Agora éramos uma nova composição, não mais três, mas seis filhos. Eles começaram a estudar, criar laços e estamos juntos ali até hoje. Foi um processo também difícil porque eles ficaram muitos anos da vida abrigados, não tiveram uma estrutura familiar. Ainda é um processo até hoje.
Dois anos parece muito tempo, mas é pouco na história de vida deles. Houve uma mudança de cidade, estado, escola, rotina. Foram várias coisas. Então ainda estamos nos adaptando. Mas eles já me reconhecem como pai e se adaptaram às rotinas da casa. Aos poucos, esses laços são construídos. Cada processo é um único.
Eu já tinha vivido outros dois processos e achei que daria conta de tudo, que seria muito simples e fácil. Mas pelo fato de ser de idades menores e distintas, há necessidades diferentes.
Hoje tenho dois filhos com 15 anos, dois com 12, um com 7 e outro com 5. Eu, como pai, tenho de olhar para essas necessidades, saber o que posso fazer para cooperar, para que o desenvolvimento aconteça.

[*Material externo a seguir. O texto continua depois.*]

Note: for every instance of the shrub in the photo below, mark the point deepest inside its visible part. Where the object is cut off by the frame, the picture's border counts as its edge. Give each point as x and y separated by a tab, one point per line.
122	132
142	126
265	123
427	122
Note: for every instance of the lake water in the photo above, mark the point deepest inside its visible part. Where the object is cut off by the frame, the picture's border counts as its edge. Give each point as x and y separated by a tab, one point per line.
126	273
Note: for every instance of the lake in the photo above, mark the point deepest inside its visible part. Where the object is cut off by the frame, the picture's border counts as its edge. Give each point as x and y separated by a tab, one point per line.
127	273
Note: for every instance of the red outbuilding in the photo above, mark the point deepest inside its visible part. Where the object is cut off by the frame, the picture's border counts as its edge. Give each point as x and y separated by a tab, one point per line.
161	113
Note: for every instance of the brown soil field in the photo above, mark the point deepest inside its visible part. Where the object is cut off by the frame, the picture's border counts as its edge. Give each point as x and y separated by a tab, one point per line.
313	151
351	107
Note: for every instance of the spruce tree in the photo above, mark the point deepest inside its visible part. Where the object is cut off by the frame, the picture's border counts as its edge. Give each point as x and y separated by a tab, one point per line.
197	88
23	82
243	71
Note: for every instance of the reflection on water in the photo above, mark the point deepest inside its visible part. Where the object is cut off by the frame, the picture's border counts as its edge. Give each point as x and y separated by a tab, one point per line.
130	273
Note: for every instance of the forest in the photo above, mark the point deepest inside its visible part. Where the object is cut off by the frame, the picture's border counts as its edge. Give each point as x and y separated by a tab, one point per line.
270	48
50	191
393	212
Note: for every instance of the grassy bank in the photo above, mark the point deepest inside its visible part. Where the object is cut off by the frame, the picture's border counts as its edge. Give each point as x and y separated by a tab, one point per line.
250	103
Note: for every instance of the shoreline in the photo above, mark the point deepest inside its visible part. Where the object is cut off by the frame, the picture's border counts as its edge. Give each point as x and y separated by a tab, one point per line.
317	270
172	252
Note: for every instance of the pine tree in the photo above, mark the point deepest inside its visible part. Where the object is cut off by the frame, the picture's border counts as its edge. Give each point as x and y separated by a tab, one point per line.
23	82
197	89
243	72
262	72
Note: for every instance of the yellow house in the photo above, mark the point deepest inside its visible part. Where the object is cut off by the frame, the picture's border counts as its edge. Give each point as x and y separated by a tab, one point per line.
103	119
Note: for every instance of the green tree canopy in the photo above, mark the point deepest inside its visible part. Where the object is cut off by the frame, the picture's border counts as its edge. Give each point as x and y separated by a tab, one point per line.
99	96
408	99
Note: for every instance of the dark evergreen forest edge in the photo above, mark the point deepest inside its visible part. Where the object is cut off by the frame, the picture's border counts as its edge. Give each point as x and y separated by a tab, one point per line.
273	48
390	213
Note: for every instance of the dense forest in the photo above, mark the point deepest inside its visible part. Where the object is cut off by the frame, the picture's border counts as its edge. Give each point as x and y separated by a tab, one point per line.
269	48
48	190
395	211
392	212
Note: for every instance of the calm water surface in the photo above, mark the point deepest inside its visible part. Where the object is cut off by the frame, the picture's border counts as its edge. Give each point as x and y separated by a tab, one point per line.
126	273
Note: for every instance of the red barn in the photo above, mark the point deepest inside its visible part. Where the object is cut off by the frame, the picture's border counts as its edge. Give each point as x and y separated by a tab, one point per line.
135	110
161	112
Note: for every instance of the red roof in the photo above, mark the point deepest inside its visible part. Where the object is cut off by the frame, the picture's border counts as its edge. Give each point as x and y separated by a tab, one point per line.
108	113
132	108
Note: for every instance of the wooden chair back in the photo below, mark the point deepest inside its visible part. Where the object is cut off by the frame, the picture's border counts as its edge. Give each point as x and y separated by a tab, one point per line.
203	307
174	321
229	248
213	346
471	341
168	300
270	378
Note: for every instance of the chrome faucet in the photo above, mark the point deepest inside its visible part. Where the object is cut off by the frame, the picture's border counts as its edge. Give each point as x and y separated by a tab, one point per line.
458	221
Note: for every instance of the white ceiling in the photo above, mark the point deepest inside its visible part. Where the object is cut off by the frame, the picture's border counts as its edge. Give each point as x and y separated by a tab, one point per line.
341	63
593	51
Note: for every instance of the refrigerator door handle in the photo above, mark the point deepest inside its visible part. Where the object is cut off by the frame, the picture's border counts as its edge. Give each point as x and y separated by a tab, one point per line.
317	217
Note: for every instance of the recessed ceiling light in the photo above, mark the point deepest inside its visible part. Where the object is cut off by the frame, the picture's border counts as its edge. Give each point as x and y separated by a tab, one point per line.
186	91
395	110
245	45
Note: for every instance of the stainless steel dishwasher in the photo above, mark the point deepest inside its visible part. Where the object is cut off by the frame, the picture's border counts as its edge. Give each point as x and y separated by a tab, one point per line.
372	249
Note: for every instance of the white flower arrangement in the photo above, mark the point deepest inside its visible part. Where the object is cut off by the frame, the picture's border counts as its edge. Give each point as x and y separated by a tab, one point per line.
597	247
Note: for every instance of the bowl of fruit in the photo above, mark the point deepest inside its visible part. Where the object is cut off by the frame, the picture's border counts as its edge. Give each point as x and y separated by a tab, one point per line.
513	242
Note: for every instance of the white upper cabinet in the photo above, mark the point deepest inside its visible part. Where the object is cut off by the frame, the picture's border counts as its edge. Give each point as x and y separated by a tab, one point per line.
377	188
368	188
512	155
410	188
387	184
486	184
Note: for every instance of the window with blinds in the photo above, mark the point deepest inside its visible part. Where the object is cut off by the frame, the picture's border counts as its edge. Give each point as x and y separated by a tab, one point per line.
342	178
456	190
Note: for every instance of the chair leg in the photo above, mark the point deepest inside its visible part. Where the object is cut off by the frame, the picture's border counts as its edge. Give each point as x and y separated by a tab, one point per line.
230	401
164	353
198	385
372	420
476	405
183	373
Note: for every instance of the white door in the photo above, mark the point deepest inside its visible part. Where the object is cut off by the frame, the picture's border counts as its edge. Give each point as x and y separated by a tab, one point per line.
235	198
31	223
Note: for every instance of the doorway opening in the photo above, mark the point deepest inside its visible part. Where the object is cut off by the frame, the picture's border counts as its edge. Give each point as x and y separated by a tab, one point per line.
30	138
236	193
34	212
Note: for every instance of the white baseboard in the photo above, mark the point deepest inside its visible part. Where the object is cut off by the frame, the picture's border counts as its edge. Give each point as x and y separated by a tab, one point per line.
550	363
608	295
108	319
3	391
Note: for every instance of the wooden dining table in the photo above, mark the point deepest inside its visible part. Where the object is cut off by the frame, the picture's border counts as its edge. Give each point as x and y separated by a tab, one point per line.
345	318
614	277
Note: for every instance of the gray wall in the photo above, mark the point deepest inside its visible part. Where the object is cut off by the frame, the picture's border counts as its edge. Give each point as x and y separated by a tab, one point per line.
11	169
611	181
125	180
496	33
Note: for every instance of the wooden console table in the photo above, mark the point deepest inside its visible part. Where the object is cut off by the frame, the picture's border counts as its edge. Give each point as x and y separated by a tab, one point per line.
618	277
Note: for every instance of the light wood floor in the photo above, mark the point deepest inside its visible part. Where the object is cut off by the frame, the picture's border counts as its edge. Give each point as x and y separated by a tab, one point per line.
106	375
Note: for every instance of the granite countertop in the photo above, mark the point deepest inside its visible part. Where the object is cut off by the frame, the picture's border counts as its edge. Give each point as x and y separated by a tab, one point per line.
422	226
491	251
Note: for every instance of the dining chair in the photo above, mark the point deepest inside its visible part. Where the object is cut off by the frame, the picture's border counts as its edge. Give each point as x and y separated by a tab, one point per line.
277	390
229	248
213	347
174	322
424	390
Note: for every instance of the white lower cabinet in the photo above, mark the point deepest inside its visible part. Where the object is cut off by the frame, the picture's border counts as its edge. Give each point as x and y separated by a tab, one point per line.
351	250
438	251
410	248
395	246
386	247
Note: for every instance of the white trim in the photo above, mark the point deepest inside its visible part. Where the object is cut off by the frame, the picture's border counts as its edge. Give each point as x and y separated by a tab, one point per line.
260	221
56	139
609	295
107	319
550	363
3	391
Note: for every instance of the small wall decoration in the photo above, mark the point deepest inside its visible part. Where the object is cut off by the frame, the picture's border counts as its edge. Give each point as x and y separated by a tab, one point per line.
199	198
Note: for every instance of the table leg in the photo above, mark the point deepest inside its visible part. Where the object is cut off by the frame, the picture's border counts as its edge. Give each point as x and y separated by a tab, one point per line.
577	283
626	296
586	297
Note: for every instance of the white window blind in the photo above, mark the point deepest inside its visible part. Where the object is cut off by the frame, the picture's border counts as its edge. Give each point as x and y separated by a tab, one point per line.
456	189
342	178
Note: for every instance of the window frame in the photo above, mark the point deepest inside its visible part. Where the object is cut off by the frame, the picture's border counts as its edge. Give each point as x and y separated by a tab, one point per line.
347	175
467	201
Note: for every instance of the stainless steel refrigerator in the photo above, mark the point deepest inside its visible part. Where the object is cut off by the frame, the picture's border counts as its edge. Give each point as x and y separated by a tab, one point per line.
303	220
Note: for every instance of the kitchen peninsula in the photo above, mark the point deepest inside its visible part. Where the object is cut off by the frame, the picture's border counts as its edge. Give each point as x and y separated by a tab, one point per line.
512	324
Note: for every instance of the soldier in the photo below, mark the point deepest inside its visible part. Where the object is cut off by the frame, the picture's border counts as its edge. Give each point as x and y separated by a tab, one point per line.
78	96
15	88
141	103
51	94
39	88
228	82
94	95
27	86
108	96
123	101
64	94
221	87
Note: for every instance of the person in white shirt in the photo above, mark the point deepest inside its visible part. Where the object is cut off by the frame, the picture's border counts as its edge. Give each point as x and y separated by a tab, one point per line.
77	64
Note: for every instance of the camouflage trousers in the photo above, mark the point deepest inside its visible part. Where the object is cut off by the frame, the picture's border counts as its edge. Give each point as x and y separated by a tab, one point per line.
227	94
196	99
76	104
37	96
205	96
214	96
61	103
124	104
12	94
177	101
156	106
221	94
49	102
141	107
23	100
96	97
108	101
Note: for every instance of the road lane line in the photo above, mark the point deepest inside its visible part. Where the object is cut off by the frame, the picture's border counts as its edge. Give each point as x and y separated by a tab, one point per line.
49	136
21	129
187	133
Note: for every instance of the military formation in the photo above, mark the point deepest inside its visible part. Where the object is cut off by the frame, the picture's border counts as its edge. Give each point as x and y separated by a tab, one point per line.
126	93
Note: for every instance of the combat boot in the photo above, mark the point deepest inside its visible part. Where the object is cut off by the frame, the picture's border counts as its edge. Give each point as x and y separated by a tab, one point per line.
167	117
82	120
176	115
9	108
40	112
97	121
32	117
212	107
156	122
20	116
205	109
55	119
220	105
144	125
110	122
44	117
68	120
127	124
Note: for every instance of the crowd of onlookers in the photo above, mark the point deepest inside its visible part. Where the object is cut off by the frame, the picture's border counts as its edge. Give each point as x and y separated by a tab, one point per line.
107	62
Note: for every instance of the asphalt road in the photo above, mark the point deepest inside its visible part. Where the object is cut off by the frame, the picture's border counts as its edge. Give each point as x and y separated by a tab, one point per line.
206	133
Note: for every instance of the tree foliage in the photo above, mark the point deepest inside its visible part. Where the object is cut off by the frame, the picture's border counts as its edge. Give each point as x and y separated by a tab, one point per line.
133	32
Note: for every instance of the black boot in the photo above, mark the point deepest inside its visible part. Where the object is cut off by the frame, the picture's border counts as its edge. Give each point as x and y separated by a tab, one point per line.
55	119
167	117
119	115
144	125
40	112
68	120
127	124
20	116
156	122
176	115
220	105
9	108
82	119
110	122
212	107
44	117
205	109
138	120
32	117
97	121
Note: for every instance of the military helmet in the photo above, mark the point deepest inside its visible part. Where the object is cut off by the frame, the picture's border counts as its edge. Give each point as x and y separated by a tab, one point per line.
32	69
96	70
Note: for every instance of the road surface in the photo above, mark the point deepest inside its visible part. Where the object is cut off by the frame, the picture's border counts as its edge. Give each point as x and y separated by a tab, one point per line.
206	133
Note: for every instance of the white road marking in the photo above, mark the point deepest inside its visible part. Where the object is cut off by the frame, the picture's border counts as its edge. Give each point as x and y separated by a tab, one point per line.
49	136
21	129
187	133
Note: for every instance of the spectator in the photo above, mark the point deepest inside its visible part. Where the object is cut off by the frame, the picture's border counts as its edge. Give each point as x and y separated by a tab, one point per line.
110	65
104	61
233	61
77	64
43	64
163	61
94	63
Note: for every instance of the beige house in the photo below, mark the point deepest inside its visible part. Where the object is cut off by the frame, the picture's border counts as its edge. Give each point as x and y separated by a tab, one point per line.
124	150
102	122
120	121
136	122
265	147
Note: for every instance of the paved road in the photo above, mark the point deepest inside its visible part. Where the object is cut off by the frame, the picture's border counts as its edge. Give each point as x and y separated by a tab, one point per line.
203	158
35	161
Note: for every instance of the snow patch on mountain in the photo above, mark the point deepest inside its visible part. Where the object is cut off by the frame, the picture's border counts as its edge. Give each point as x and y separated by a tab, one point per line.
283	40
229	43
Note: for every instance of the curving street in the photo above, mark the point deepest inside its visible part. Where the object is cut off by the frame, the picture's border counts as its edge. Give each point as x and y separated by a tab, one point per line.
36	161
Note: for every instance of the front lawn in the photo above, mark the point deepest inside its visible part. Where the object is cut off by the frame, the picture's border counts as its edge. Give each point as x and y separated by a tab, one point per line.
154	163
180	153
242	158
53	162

Não quer dizer que darei conta de tudo, ou que saberei resolver tudo. Mas é importante que eu olhe isso, como pai, e entenda o que preciso fazer. Poderia romantizar e dizer o quanto sou feliz e satisfeito, mas me sinto responsável por fazer dessas vidas, vidas conscientes.
É apoiar na formação de valores morais, éticos e sociais, dando a eles condições de refletirem sobre questões que, para a nossa família, é muito importante, como raça, classe e gênero. Me sinto responsável e desafiado a poder gerir, apoiar e somar como pai.
Não quero dizer que acerto sempre, mas me permito recomeçar e sempre olhar com aquele olhar de acesso e de atenção, para ver como a gente pode organizar tudo isso.
Olho para minha família, vejo a construção acontecendo, e me sinto desafiado. Hoje, com a diminuição da pandemia, consigo ter uma rede de apoio maior do que no início. Além de ter a escola, tenho psicólogos, amigos, alguns parentes que me acompanham nessa jornada.
Quando preciso desabafar, tenho aonde ir. Eles também têm contato com os padrinhos, as madrinhas que se apoiam, orientam, ajudam com diálogos, conversas. E tudo isso vai somando de uma forma positiva. Eu me sinto feliz."